[Home parenteral nutrition in patients with advanced cancer: experience of a single centre over ten years]
- PMID: 15516033
[Home parenteral nutrition in patients with advanced cancer: experience of a single centre over ten years]
Abstract
The use of Home Parenteral Nutrition (HPN) in patients with advanced cancer without the possibility of curative treatment continues to be a controversial subject entailing a considerable emotional burden. Nonetheless, this group of patients constitutes the main indication for HPN in many programmes.
Goal: To present the characteristics of a series of patients included on an HPN programme over the last ten years.
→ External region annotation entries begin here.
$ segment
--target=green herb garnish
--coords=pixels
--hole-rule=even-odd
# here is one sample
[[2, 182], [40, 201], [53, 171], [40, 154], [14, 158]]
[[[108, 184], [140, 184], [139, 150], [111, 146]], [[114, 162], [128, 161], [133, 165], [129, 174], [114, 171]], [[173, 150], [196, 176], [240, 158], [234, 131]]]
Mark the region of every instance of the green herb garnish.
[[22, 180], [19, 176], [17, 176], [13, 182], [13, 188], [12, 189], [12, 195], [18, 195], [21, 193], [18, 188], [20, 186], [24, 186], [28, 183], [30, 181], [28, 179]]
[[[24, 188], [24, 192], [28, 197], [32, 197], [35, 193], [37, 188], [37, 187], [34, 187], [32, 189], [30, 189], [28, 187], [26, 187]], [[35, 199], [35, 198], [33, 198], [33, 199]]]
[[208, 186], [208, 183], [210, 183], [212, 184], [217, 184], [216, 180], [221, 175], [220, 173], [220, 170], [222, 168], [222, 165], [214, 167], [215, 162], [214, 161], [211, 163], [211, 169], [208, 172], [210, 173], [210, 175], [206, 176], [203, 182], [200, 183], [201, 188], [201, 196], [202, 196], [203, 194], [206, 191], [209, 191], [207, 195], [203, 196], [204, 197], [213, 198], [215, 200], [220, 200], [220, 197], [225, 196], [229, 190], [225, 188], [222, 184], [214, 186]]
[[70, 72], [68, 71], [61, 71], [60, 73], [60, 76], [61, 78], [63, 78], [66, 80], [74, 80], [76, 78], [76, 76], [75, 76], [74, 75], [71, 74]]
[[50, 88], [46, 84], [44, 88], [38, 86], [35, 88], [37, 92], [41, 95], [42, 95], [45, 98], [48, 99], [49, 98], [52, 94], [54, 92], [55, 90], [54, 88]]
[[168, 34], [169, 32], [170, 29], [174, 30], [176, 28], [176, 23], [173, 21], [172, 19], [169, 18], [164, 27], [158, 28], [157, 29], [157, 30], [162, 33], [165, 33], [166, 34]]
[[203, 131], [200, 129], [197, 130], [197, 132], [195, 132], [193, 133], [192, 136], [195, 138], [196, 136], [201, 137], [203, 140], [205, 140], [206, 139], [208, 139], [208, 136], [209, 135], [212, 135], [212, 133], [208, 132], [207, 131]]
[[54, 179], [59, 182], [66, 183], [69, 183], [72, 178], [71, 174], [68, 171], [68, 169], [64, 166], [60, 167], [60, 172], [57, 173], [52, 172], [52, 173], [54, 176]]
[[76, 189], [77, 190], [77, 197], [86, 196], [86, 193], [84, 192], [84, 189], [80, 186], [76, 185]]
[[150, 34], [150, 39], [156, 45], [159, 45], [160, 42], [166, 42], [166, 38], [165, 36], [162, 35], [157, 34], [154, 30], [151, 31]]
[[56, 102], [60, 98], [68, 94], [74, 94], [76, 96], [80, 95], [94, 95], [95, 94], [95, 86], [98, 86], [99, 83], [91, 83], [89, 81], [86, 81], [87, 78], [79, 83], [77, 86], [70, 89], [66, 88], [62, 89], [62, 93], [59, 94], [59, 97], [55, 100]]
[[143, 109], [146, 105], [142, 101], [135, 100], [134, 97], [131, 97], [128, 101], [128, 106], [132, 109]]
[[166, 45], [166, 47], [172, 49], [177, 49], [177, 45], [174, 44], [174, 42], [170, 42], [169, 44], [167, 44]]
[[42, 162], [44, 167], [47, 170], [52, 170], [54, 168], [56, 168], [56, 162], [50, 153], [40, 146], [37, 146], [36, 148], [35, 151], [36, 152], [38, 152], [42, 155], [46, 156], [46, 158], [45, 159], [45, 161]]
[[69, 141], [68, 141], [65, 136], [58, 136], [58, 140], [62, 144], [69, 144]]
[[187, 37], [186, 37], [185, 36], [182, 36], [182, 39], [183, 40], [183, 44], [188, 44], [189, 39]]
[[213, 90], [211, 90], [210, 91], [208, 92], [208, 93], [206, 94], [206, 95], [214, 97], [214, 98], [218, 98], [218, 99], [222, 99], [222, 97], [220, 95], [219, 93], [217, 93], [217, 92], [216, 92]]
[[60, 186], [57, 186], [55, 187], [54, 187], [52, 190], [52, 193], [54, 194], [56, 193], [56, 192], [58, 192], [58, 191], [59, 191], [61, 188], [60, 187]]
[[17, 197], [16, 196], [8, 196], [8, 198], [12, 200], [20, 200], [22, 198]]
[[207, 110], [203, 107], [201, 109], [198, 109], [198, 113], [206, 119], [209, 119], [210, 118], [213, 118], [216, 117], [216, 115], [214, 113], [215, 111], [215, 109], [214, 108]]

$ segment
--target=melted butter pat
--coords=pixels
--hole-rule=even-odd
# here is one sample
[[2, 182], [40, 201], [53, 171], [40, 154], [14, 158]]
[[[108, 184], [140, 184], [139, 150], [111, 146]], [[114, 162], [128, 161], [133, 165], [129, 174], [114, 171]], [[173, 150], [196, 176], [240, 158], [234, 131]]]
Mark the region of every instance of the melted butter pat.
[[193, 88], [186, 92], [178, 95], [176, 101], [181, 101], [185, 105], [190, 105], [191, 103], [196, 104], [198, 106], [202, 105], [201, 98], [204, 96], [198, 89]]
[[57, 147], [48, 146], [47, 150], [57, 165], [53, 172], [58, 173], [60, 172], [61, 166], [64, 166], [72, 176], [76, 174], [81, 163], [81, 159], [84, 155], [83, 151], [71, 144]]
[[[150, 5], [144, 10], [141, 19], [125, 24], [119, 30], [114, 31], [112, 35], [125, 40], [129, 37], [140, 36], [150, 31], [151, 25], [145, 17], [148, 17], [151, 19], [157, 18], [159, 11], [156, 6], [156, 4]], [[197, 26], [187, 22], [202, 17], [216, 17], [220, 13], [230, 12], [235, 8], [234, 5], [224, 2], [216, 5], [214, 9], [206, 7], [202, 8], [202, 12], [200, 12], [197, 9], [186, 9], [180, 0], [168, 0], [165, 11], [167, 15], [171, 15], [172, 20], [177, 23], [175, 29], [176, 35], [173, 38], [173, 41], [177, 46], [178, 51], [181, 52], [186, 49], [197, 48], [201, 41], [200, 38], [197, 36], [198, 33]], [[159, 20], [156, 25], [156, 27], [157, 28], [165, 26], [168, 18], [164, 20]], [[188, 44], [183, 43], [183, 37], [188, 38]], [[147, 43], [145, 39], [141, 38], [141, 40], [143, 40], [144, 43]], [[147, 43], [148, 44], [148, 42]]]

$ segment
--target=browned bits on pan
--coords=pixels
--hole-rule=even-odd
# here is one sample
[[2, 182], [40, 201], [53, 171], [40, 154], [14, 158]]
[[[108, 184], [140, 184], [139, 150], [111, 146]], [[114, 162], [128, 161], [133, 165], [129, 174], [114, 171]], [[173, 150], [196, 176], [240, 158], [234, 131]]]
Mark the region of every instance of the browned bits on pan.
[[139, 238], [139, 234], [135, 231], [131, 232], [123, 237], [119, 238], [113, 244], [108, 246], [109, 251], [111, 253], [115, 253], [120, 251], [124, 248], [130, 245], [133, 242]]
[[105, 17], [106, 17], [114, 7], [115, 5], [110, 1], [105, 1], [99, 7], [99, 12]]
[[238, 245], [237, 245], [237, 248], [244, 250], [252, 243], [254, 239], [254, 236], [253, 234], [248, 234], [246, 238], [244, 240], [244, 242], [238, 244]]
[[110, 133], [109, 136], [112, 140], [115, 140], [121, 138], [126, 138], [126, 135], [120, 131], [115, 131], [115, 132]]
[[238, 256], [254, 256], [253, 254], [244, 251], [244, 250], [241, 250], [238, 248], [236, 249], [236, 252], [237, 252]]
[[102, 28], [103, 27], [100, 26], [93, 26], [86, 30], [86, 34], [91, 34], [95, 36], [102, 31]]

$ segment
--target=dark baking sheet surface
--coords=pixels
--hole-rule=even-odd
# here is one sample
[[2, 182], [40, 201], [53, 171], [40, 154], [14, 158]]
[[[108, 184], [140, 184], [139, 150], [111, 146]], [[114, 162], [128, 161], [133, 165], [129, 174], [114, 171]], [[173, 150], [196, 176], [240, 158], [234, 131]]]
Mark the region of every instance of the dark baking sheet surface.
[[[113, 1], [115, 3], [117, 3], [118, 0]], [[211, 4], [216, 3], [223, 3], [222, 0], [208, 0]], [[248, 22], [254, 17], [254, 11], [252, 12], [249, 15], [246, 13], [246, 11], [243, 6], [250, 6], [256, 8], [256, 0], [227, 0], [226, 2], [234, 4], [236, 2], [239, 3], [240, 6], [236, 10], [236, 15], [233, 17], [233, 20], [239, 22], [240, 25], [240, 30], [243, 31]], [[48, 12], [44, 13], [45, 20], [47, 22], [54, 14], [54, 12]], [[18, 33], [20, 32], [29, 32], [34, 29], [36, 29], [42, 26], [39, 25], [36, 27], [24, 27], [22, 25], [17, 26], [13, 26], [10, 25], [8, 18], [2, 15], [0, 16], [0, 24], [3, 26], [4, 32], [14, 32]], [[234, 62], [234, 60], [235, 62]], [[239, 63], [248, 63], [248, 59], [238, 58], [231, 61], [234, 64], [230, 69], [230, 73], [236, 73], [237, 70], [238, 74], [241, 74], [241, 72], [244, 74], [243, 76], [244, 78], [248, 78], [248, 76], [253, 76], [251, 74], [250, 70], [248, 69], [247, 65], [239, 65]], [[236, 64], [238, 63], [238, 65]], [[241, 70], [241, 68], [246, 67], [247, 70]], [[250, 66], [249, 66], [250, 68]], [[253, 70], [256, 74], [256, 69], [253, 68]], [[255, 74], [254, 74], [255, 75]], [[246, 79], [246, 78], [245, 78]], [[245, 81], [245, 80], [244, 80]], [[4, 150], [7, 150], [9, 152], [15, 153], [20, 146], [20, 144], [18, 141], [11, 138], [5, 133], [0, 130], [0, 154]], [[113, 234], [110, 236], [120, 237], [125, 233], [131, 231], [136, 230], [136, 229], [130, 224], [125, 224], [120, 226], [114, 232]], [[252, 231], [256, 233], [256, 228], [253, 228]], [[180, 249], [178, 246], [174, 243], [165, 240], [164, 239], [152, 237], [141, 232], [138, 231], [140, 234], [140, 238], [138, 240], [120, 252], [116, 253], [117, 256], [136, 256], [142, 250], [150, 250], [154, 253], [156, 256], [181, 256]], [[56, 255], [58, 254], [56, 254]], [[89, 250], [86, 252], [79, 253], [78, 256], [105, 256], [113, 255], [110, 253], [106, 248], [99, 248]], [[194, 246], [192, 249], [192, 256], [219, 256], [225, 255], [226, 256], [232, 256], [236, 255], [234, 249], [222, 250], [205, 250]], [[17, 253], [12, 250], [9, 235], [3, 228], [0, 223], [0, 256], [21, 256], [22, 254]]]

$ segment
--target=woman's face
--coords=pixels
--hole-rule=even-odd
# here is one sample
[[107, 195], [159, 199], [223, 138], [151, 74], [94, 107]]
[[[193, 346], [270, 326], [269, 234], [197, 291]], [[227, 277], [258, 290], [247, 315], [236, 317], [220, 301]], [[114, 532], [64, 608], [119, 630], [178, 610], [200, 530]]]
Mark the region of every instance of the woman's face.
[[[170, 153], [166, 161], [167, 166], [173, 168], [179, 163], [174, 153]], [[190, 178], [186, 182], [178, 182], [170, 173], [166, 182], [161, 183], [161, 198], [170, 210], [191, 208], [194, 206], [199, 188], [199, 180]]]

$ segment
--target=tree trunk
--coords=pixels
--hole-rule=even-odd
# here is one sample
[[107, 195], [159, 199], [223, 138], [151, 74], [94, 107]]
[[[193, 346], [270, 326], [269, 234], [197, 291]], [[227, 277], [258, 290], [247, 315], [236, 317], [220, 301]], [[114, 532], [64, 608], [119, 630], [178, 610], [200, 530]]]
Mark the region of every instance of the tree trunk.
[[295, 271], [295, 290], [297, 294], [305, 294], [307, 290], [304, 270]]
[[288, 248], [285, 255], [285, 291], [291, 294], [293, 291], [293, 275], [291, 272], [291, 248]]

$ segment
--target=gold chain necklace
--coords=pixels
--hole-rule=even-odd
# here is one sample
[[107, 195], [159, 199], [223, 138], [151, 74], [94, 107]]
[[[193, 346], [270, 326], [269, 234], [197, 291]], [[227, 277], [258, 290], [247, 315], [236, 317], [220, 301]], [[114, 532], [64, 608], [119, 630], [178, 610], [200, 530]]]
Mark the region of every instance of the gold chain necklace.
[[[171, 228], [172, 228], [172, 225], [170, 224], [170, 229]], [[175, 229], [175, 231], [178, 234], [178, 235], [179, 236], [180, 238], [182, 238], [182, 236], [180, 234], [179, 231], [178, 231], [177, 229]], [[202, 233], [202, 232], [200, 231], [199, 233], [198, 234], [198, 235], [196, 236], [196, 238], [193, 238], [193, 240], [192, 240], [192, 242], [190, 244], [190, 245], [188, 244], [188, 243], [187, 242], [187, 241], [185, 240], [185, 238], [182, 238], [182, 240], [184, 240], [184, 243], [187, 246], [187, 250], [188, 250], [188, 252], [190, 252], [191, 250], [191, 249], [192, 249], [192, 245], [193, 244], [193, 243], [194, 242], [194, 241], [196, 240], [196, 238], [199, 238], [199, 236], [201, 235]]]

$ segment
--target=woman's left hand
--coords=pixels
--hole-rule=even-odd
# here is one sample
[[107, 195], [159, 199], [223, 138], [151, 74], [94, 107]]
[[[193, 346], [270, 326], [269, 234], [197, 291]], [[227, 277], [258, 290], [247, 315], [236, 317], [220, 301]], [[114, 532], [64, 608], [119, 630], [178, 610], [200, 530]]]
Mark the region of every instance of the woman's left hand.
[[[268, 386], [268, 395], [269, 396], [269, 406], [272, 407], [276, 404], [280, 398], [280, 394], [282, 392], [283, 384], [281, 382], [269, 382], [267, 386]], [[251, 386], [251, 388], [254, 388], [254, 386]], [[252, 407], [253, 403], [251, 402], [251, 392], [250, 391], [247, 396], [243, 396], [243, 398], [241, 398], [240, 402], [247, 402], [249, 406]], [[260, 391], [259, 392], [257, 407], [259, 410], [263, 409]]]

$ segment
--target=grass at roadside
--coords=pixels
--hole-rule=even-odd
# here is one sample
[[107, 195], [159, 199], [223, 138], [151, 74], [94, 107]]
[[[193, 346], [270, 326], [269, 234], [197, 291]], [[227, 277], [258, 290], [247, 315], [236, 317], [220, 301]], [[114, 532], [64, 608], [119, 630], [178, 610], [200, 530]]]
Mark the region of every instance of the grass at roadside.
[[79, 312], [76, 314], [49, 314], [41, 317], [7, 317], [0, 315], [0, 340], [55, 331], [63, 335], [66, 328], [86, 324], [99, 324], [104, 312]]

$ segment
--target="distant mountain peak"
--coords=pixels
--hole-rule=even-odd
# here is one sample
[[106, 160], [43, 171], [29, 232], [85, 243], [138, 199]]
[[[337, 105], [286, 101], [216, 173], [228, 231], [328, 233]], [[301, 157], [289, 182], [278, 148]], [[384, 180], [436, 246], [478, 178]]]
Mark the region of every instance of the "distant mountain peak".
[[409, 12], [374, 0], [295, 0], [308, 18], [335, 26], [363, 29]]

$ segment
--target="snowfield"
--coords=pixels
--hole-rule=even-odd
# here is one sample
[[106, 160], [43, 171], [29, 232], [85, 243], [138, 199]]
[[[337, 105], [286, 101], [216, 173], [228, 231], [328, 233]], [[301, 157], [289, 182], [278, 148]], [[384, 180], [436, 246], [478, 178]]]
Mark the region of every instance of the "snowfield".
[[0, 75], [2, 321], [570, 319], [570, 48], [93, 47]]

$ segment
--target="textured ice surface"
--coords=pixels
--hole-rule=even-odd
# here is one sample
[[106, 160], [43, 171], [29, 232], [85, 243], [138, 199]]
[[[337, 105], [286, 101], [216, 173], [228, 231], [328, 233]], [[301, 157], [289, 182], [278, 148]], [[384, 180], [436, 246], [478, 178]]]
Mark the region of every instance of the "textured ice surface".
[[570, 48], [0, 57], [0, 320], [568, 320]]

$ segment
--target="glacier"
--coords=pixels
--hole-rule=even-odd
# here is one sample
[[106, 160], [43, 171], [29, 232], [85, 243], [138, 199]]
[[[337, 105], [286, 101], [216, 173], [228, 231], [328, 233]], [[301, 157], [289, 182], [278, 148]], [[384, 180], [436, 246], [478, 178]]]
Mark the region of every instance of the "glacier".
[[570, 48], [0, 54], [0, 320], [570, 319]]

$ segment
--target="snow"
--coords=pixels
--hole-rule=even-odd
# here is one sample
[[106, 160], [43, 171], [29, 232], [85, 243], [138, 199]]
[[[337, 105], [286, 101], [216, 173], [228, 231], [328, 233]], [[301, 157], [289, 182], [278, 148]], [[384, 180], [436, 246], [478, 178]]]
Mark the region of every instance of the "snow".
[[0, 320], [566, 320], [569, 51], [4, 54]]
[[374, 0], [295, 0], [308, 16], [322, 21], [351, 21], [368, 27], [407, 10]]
Method: Retrospective study of the case histories of the 11 patients who received HPN over this period. The demographic and clinical details were noted along with their complications and evolution for comparison with those of a control group of patients with benign disease receiving HPN over the same period. For the comparisons, Student's t test and the chi-squared test were used as and when indicated. Results were considered statistically significant if p < 0.05.
Results: Eleven patients received HPN, nine of them because of an irresoluble intestinal obstruction and two because of a high flow fistula. The mean age at the start of HPN was 50.8 +/- 12.7 years versus 37.3 +/- 17.2 years for the group with benign disease (p < 0.05). The mean duration of HPN was 71.05 +/- 217 days in the first group, notably less than the second (387.15 +/- 995.85; p < 0.05), with a range between 5 and 760 days. The patients received the infusion through a previously implanted subcutaneous reservoir (n = 9) and on two occasions, electively, through a tunnelled catheter. The infection rate was higher in the group with cancer (0.34 episodes per patient and 1,000 days on HPN) than in the group with benign disease (0.08 episodes; p < 0.05). HPN was suspended in only one of the patients more than 5 days prior to death due to clinical deterioration. Two patients required admission due to a complication associated with the technique. In both cases, a fungal infection of the blood made it necessary to withdraw the catheter. The quality of life, measured by means of an activity scale, was similar at the start of HPN in both groups. None of the patients included on the programme is still alive.
Conclusions: HPN offers patients with advanced cancer and severe intestinal dysfunction the possibility of an at-home treatment with a low complication rate. If we take into account the short mean duration of HPN, inclusion on the programme must be assessed individually and regularly revised.